In Sweden, a government surplus and central-bank bond purchases have depleted the nation’s supply of tradable bonds. That’s why a high-speed railway project is now being looked upon as a potential boon for the nation’s bond market.
The project to build a high-speed rail link connecting Sweden’s three major cities could cost 230 billion kronor ($29 billion), according to a proposal by a government committee. While no formal decision is likely to be made in this election year, a number of factors suggest that politicians could be ready to take the spending plunge, according to Nordea Bank AB.
“The need to catch up in infrastructure investments is now a consensus view in the public opinion and it’s difficult to quickly find large infrastructure projects,” Mats Hyden, a strategist at Nordea, said in an interview.

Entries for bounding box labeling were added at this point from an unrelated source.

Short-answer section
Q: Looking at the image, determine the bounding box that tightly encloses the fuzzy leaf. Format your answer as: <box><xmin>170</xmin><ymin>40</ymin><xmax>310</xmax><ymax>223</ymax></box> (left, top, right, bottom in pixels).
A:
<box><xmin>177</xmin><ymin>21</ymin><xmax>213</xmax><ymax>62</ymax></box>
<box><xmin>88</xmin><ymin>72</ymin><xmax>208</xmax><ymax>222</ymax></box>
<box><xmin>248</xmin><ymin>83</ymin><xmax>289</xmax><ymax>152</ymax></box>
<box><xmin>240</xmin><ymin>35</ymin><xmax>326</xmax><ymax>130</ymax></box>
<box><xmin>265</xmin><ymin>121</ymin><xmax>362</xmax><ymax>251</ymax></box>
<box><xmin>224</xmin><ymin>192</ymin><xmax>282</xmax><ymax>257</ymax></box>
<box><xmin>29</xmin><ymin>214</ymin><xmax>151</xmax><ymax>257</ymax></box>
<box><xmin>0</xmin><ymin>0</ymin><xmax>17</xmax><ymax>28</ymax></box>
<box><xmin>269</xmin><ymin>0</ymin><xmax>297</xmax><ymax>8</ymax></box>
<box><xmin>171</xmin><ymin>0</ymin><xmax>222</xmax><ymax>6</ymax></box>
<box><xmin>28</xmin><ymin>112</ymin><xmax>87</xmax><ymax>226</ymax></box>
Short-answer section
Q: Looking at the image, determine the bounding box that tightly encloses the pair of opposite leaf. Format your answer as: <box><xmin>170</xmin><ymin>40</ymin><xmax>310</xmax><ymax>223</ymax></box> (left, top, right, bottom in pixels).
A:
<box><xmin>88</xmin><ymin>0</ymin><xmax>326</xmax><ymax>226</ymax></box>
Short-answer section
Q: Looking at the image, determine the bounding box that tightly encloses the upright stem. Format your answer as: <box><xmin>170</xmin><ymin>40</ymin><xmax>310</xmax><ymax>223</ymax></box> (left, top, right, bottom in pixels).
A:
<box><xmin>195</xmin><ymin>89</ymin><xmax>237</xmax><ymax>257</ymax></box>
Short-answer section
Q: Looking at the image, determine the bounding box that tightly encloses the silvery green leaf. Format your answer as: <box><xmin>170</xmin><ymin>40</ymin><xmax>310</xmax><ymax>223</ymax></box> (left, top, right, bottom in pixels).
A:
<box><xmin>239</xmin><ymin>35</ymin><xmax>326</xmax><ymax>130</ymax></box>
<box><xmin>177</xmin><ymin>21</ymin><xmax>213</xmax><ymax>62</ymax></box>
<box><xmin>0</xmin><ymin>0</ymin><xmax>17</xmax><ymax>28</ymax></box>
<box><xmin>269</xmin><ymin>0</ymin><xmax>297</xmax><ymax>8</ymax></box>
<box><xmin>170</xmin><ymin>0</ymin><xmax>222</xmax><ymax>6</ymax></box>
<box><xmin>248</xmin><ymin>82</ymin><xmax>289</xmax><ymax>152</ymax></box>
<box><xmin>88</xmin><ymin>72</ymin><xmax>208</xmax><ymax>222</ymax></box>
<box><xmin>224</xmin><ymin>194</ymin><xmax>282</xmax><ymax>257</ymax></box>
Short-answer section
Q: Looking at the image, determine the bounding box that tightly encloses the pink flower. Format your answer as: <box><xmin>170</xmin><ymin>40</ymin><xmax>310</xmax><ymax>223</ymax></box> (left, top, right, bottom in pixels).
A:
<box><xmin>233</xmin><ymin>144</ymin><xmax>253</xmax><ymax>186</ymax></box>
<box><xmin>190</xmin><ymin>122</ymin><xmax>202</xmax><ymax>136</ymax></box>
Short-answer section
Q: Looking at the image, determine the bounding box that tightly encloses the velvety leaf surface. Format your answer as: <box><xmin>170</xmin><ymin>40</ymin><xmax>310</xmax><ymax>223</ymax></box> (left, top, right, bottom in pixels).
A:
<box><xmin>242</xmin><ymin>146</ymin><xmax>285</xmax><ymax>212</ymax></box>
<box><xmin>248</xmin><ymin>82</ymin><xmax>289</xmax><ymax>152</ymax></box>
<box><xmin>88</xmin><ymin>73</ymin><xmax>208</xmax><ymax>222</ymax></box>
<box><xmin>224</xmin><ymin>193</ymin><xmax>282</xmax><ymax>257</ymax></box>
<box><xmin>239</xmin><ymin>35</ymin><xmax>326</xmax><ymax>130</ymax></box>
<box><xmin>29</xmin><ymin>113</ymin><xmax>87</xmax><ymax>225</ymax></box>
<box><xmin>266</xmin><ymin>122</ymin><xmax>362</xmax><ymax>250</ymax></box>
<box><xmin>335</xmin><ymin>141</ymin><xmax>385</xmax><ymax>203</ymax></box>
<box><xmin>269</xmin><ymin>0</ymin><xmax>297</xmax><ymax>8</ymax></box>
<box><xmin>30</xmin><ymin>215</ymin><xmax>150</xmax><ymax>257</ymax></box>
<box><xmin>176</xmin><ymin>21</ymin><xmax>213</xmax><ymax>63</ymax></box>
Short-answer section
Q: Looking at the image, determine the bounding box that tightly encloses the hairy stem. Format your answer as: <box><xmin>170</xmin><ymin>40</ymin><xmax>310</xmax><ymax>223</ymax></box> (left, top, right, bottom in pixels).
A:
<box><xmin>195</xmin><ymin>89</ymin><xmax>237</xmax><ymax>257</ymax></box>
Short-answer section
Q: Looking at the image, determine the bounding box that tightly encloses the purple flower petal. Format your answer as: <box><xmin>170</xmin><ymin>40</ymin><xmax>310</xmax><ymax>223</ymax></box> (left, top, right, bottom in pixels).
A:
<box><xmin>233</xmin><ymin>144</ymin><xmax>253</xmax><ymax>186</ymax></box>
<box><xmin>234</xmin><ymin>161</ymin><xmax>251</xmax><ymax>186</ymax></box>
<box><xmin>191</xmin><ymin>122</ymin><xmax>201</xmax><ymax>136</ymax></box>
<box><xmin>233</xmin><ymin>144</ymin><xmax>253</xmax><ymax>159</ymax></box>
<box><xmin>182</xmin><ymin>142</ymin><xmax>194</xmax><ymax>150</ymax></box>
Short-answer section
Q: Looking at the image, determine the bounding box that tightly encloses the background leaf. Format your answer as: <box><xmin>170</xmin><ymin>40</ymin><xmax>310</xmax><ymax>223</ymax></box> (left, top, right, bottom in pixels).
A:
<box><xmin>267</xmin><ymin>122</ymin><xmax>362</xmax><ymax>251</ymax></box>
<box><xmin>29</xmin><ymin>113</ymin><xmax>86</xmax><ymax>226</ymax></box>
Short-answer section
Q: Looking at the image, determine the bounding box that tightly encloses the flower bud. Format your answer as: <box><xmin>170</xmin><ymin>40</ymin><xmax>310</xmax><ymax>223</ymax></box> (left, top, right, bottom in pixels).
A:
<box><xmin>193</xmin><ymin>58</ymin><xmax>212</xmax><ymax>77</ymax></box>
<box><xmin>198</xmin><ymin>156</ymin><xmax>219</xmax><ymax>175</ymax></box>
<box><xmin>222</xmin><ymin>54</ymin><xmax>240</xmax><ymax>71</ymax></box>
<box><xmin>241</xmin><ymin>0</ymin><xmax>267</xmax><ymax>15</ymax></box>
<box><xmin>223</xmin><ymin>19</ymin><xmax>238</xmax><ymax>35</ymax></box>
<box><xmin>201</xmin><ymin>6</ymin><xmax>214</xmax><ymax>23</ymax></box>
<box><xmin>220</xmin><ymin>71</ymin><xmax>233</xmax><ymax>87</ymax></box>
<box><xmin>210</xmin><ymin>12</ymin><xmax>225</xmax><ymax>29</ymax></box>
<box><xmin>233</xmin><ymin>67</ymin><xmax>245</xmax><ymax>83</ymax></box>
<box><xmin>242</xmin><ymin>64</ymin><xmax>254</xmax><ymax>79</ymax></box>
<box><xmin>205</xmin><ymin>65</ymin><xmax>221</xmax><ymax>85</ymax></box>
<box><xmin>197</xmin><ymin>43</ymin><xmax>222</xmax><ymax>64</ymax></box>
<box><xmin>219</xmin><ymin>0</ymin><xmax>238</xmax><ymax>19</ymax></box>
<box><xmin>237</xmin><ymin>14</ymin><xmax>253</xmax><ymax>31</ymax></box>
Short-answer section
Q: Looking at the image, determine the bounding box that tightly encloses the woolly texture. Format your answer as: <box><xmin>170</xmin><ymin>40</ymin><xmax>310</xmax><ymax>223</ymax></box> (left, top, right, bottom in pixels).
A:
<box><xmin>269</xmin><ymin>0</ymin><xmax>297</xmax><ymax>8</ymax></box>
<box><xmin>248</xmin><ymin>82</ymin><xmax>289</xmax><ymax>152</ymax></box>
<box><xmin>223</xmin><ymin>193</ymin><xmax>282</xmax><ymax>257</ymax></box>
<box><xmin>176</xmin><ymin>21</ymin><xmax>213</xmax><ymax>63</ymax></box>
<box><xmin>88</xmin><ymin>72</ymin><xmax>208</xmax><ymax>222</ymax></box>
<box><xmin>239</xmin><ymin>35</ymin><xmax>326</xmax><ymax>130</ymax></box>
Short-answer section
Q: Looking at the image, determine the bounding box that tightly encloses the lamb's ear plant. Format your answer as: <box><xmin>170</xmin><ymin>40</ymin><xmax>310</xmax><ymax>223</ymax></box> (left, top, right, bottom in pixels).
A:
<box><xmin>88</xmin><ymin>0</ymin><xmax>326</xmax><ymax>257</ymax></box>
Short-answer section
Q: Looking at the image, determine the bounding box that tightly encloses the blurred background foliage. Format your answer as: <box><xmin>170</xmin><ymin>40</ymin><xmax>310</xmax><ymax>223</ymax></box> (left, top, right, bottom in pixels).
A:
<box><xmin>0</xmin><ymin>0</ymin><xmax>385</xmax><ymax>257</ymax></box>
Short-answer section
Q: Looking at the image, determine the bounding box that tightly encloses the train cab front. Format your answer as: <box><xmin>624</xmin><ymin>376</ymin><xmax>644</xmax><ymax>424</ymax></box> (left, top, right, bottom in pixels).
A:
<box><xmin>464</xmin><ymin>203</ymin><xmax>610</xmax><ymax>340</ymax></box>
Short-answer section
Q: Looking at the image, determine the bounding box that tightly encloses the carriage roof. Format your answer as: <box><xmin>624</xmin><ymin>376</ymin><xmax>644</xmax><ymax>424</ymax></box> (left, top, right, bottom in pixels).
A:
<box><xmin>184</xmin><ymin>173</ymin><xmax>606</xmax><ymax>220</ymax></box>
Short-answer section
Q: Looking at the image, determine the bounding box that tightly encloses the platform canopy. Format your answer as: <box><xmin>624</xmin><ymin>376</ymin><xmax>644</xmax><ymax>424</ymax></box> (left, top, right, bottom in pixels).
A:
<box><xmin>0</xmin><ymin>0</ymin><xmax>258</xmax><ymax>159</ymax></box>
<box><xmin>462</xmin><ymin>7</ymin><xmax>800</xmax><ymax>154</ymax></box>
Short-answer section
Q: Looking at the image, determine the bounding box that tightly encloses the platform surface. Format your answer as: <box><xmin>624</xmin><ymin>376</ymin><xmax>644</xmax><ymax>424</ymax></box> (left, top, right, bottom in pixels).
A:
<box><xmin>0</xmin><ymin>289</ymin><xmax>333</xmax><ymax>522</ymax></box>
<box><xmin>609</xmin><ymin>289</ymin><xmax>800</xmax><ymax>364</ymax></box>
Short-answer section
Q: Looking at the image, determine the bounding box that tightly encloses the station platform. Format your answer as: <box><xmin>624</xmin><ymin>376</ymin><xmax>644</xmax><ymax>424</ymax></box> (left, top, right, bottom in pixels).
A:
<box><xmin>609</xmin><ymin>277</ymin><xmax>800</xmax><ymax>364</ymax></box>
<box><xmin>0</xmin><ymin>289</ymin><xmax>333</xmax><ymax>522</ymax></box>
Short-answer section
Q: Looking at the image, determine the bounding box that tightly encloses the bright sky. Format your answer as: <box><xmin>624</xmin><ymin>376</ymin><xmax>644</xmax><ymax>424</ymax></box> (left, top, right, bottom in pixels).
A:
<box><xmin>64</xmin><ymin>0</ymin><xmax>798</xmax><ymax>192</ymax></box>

Such a public investment, and the borrowing that would fund it, could provide a needed liquidity injection for Sweden’s government bond market. Liquidity has worsened significantly as the Riksbank has soaked up close to 40 percent of the market through a quantitative easing program that began in early 2015. At the same time, an economic boom has caused tax revenue to soar, resulting in big budget surpluses.
The budget surplus for 2017 reached 61.8 billion kronor, blowing away the 28.3 billion forecast the debt office had predicted in October. The agency expects a surplus of 47 billion kronor this year and a bigger one in 2019. It also anticipated it will issue about 40 billion kronor in nominal bonds this year, an estimate that will likely need to be lowered.
Hans Lindblad, the director general of the Swedish debt office, on Thursday indicated that the agency is looking at potentially changing its forecast.
“Of course there’s a risk that the borrowing need will have to be revised lower when much more money is pouring in compared with what we had forecast,” he said to reporters after an open hearing in parliament.
Sweden’s debt ratio has dropped to levels not seen since the 1970s, and is anticipated by the government to fall as low as 32.5 percent by the end of the decade.
But whatever the issuance, it will likely be gobbled up by the central bank, which has said it will buy 40 billion kronor in bonds this year and 25 billion kronor next year.
“Assessing the liquidity situation today is deceptive,” Hyden said. “The market is well-functioning, but the calm is deceiving. A long time of low interest rates and falling risk premiums means that the market’s functioning is untested for periods of rising interest rates and rising uncertainty.”
So back to the speed trains. As presented by the committee, support for the project is divided. The governing Social Democrats have yet to decide, while their partner, the Greens, are in favor. The biggest opposition party, the Moderates, is opposed, but the smaller Center Party is willing to back the plans.
Those in favor argue that, with negative real interest rates, the timing could hardly be better as the government effectively would be paid for taking the loans. Borrowing in the bond markets would also speed up the project.
“Sweden should borrow to finance the construction so that it’s ready by 2035,” Anders Akesson, the infrastructure policy spokesman for the Center Party, said in a statement. Financing the traditional way over the budget each year, would mean that the project won’t be finished until the 2090s, he said.
The government is expected to present a proposal on the matter this spring.